A marriage counsellor, Dumsile Ndlovu, confirmed that the two had gone for an HIV test but would not be drawn to comment on their results. According to relatives, the problems started after they had gone for the test.“They were told during counselling at the clinic that they would have to use a condom each time they engaged in sexual intercourse, but the husband would have none of it. She would refuse to have sex with him if he did not use a condom and he would beat her up.

“Other times when she refused him sex, he would call his ex-girlfriend whom he had a child with and tell her how much he missed her just to spite his wife and make her jealous,” the relatives said.After weeks of enduring this torture, the wife then approached their church for assistance.

Counselling
The counselling process in church started but the beatings continued at home until she decided she had had enough and on Women’s Day, she left. Four days later he walked over seven kilometres, from Luhlangotsini to Malanda, her parental home, in the middle of the night arriving after 2am, where he broke into the house she was sleeping in.

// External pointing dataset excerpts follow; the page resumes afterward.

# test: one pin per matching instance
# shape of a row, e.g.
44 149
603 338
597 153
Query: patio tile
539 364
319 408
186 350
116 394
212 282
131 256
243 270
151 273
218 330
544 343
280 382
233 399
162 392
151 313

“I was disturbed by screams of a woman shouting ‘sisi ngaze ngafa’ (I am dying sister). When I went to check what was happening, I found him stabbing her. I tried to hold him, but he pushed me away and started stabbing me too. I was stabbed in the head. Luckily, I managed to escape from the house and rushed to a nearby homestead where I called for help,” said Ncobile Dlamini, sister to the deceased.

Dlamini said neighbours responded to her screams for help but when they got to the house, she found her sister lying in a pool of blood by the door while the husband was no where to be found. “There was blood everywhere and I could not believe what had just happened,” said Dlamini.Police were called to the scene and a search party for the husband was commissioned.

Residents and police searched the whole night after a suicide note, apparently left by the husband, was found at their home.He was found about four hours later dangling from a tree. In the suicide note, he apologised for his actions and left instructions on what should happen to his children. Police Public Relations Officer (PRO) Superintendent Vusi Masuku confirmed the incident. He said the matter is being investigated by the Pigg’s Peak police. * Names of the deceased have been deliberately withheld because of the HIV status of the husband.